歳は60歳くらいのつるっぱげのおじいさんだった。
ジャージでサンダルを履いていて、どこか偉そうだ。
「おれは透析をやって10年位経つんだけど、この病院に併設されてる透析クリニックでやってる」
隣のクリニックで透析やってる人か。
「何かあったら、相談しろよ。色々教えてやるからな。後、病院に騙されるなよ、殺されちまうぞ」
「どうしてですか?」
「あのな、病院は何でも食べちゃいけないっていうからな」
まあ、間違ってはいない。
リンが高くても、カリウムが高くても、水分が多くても同じことしか言えない人もいる。
スタッフの中のわかっていない人は、みんなそんなもんだ。
「だけど、そんなことしてたら、みんな筋肉がなくなって、みんな弱っていっちまうんだ」
「そういう人がいたんですか?」
まあ、いるだろうけど。
「リンが高い時あるだろ?」
「……」
まだ、経験が少なくて何とも言えない。
「あるんだよ。そういう時に看護師とか栄養士とか、みんなメシを喰うな喰うなって言うんだよ」
栄養士でもそういうこと言う人もいるかもなあ。
なんせ、日本の栄養学は諸外国から20年くらい遅れてるって、常識だし。
「患者は言うこと聞くやつがほとんどだから、みんな肉を食わなかったりして、周りはみんな小さくなっていった……というか、今でもみんな小さくなっていってる」
それは透析もそうだけど、血糖値不良で筋肉が減少している人もいるかもしれない。
それでも、普通に医療従事者の言うことなら正解だって思うだろう。
「ああ、そういうことですか。確かに、医療従事者は食べ過ぎだって言ってるかもしれないですね」
「透析やっている人のタンパク質摂取量は普通の人と同じか、少し多いくらいだろ?」
確かに、腎臓病食じゃなくなるから、タンパク摂取量の制限は透析が始まると解除される。
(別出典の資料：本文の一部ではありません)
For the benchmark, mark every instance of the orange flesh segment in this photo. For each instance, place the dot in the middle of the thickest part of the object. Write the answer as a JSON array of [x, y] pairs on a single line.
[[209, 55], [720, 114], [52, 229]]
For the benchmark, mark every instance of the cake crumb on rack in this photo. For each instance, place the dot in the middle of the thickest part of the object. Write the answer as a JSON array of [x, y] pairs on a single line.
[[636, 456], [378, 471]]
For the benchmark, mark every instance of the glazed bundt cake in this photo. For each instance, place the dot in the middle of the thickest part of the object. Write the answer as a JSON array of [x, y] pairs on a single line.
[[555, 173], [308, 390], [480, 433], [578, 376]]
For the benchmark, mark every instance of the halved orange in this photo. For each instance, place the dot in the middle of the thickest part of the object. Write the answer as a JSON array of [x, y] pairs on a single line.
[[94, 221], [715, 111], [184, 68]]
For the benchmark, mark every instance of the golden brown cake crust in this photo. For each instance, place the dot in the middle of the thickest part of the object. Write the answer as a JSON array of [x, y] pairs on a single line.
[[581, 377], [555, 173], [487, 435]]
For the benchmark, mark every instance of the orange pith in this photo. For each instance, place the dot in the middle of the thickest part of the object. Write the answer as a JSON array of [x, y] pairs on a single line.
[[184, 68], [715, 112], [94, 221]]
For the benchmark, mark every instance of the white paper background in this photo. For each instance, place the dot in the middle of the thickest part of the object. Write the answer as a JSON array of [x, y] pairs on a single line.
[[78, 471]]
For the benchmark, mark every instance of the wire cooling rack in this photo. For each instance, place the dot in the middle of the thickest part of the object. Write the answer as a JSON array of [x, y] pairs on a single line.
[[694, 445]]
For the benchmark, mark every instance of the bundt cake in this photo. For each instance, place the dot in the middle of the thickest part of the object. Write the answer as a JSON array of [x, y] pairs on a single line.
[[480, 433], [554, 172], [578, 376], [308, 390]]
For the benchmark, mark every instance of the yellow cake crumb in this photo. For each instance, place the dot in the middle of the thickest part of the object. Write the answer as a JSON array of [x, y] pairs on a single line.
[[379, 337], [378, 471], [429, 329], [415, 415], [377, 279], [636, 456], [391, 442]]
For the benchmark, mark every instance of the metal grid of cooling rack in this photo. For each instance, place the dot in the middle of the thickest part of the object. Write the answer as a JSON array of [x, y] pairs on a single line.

筋肉も透析患者は増えにくいから、タンパク質が少ないと透析はどんどん困難になる。
体力が落ちていくからだ。
「リンが高い患者っていうのはリン吸着薬を飲み忘れてたり、食べている量に対して薬が少なすぎるということもあるだろ?」
俺もそう思う。
リンが高いっていうならリン吸着薬を増やせって思う。
何も見ていないから、食事を抑えろって言うんだと思う。
「よく勉強してますね。話は合っていると思います。確かに、リンが高いと言われる人の中には薬をきちんと飲めていない人が多いっていうのはありますね」
「なんか、若い患者のくせに頭がいいな」
「すいません、実は病院で働いていたんです」
「あんた、看護師さんか。じゃあ、釈迦に説法だったな」
それでも、このおじいさんからは後悔の念を感じない。
「若いし、暗いし、自殺しちまいそうだったから相談に乗ってやろうと思ったんだよ」
「え?」
どうやら、知識云々で話しかけたわけではなかったらしい。
「透析をやることになると、何人かは死んでしまおうなんて考えるもんなんだよ……」
おじいさんは、どっか遠くの方を眺めながら呟くように言った。
「俺だって、ハゲでジジイで性格が悪くて、偉そうだけどさ。生きてられるんだから……あんたも、死ぬんじゃないぞ」
え……俺を励まそうと思ってるんだ。
俺が自殺してしまうんじゃないかと思って。
「あ……ありがとうございます。少し救われた気がします」
別に死のうとか考えてなかったけれど、シャント造んなきゃ生きられないか。
まだ、全然透析を受け入れきれてないし、問題は何も解決していない。
解決していないけど、病室に戻ることにした。
気持ちが少し救われた気がした。